In 2020, he was accused of a "long, disturbing history of anti-Semitism." This traces to his 1991 song "No Vaseline," which calls N.W.A's members slurs of blacks and calls N.W.A's manager Jerry Heller a "white man," "white boy," "Jew," "devil," "white Jew," and "cracker." In 2015, Ice Cube expressed regret at including the word Jew, as the attacks are on Heller, not "the whole Jewish race." That same year, he was sued for—but has denied—ordering a rabbi's assault. And in June 2020, some of Ice Cube's Twitter posts—promoting NOI leader Louis Farrakhan, an allegedly antisemitic mural, and associated conspiracy theories—triggered wide accusations of antisemitism. Suggesting himself "just pro-Black," not "anti anybody," Cube dismissed "the hype," and professed "telling my truth."

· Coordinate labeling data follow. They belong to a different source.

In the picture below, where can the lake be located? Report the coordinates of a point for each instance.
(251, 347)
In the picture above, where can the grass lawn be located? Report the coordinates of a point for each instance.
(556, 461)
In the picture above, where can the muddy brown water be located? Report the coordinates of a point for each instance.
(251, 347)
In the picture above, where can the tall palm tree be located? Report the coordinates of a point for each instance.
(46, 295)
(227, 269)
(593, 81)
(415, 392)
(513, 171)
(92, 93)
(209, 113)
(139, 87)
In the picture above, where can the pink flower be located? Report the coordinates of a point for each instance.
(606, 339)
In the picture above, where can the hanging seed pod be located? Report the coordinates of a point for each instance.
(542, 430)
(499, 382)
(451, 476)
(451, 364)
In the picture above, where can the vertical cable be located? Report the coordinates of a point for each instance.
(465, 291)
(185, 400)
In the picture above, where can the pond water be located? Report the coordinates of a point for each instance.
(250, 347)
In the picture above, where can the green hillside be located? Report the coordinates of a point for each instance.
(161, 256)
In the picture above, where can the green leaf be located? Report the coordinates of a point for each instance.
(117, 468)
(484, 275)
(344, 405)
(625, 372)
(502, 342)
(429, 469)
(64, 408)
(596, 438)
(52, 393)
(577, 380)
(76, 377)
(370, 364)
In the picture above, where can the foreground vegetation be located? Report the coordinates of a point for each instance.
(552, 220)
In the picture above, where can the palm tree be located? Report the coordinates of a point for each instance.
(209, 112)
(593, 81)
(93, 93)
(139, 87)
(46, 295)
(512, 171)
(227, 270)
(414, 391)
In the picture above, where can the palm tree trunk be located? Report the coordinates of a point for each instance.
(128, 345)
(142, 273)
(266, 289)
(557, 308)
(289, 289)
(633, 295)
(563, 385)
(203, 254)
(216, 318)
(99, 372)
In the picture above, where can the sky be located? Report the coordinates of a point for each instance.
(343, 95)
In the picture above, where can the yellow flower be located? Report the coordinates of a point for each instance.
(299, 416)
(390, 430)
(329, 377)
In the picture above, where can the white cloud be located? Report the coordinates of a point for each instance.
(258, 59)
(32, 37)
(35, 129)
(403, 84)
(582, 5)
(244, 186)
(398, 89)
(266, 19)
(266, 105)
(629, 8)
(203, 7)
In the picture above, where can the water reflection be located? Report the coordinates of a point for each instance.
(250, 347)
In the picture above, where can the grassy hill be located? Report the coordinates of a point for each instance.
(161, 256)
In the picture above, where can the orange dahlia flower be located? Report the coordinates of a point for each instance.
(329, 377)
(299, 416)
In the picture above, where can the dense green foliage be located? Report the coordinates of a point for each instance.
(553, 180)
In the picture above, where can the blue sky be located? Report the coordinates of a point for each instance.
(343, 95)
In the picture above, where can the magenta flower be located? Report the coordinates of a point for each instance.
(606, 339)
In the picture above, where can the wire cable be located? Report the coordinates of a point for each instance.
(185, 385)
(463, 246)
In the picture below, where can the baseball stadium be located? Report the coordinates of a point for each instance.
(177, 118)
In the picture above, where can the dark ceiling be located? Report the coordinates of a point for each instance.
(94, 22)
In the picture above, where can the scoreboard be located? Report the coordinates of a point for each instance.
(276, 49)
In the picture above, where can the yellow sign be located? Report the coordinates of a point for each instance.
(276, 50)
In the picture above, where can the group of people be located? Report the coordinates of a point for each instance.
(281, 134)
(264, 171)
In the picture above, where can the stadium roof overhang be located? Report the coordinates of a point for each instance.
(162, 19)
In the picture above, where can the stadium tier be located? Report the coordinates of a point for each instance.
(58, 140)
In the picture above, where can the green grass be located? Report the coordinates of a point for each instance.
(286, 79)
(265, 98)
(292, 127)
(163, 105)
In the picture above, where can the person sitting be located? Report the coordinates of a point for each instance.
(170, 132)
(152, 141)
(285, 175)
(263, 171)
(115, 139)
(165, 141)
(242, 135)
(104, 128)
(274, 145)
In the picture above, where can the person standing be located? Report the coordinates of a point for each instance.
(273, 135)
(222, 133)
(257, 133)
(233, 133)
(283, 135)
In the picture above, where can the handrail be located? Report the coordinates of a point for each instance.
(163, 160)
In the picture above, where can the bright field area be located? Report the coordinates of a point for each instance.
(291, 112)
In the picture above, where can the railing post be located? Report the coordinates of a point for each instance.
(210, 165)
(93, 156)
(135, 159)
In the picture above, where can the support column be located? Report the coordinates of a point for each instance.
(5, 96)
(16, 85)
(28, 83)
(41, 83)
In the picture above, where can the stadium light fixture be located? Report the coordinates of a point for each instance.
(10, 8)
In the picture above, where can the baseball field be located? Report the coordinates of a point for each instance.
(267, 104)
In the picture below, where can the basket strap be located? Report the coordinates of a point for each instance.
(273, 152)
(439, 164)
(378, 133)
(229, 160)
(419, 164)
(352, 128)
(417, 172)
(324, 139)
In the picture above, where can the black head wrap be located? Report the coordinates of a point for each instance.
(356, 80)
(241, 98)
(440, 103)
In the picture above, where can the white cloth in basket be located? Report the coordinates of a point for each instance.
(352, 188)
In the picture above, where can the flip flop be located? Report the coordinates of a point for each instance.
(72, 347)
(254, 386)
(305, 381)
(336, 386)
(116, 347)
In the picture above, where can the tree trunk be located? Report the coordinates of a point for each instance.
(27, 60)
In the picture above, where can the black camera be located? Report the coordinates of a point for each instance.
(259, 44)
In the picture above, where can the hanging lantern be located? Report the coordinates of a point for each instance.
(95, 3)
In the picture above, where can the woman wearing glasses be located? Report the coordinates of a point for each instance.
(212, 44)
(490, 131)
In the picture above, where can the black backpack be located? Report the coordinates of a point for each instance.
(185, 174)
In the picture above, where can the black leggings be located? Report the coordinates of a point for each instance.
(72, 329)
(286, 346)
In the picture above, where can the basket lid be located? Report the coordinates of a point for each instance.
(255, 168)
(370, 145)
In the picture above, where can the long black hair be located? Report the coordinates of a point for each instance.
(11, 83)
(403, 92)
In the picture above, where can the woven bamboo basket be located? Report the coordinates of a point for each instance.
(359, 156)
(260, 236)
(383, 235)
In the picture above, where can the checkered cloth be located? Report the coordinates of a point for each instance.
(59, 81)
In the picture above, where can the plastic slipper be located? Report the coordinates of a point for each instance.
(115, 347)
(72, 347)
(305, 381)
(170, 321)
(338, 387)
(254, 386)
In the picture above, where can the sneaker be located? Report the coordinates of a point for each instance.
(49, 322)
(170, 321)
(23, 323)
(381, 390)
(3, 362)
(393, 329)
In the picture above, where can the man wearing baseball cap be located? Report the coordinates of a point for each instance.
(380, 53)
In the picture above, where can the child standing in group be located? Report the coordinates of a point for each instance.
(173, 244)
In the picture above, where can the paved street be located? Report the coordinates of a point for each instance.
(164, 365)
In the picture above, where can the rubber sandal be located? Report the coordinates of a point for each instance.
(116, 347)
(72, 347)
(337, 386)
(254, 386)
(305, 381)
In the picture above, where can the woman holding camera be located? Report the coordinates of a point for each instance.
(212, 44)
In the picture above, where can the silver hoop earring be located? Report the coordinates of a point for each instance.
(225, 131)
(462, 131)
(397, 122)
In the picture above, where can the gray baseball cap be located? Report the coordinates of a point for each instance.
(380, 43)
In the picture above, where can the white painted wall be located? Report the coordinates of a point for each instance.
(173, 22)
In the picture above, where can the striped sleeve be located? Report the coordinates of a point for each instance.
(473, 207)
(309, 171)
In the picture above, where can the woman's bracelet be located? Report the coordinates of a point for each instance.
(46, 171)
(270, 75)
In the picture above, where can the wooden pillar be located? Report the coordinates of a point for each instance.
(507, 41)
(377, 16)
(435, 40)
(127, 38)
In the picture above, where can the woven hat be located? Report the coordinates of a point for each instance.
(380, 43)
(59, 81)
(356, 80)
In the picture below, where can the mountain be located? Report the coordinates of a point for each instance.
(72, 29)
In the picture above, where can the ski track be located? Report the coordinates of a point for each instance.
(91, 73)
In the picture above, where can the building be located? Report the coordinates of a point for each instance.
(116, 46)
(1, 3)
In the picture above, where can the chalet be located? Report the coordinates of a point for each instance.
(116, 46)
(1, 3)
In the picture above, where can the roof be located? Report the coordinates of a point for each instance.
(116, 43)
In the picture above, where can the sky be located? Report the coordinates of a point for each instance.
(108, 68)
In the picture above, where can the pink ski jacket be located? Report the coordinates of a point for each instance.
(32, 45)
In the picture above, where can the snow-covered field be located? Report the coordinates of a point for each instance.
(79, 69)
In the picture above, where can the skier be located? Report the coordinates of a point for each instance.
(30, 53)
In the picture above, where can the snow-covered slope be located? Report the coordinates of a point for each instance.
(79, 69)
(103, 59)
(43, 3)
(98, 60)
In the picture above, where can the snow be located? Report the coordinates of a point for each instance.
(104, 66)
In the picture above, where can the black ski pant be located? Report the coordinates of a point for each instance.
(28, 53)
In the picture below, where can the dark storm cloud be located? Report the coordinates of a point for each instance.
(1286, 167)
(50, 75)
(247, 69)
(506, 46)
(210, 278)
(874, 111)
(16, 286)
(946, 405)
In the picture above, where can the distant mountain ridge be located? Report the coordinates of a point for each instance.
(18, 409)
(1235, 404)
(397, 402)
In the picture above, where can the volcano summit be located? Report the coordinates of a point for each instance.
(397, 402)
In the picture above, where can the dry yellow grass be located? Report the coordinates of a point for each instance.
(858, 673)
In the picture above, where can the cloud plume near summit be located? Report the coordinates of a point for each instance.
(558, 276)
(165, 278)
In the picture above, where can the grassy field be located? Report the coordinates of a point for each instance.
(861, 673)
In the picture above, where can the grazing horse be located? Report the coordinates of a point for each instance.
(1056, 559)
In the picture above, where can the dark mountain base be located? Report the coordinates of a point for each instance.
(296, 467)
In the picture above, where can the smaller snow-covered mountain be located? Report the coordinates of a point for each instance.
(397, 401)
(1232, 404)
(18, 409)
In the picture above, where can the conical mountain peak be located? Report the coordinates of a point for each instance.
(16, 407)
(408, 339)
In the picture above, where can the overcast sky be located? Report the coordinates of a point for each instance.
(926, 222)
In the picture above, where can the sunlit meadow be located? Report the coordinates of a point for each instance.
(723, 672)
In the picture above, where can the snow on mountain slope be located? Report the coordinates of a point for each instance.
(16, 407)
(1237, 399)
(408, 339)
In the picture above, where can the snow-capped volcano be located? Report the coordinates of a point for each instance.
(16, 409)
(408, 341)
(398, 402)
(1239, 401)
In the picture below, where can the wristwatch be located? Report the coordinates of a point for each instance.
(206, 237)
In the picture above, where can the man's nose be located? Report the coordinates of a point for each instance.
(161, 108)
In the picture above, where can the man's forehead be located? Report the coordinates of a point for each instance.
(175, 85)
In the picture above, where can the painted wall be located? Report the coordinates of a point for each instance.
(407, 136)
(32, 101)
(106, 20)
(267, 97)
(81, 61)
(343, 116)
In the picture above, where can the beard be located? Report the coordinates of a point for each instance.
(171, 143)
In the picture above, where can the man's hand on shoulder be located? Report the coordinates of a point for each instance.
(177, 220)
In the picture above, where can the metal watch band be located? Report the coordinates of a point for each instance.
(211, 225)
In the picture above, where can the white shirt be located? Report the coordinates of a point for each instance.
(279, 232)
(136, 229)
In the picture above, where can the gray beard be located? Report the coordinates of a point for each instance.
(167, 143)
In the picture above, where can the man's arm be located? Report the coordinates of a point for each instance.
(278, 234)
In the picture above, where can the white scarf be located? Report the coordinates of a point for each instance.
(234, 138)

On April 26, 1992, Ice Cube married Kimberly Woodruff, born September 1970. As of 2017, they have four children together. In 2005, asked about the balance between his music and his parenting, Cube discussed counseling his children to appraise the violence depicted in all media, not just in music lyrics. In the 2015 biopic Straight Outta Compton, his own son, O'Shea Jr., portrayed him. In a 2016 interview, he offered his favorite movie as the 1975 film Jaws, and his favorite among his own songs as "It Was a Good Day." Commercially, Cube has endorsed Coors Light beer and St. Ides malt liquor, and licensed a clothing line, Solo by Cube. And in 2017, he launched Big3, a 3-on-3 basketball league starring former NBA players. Its first season started that June with eight teams, an eight-week regular season, playoffs, and a championship game.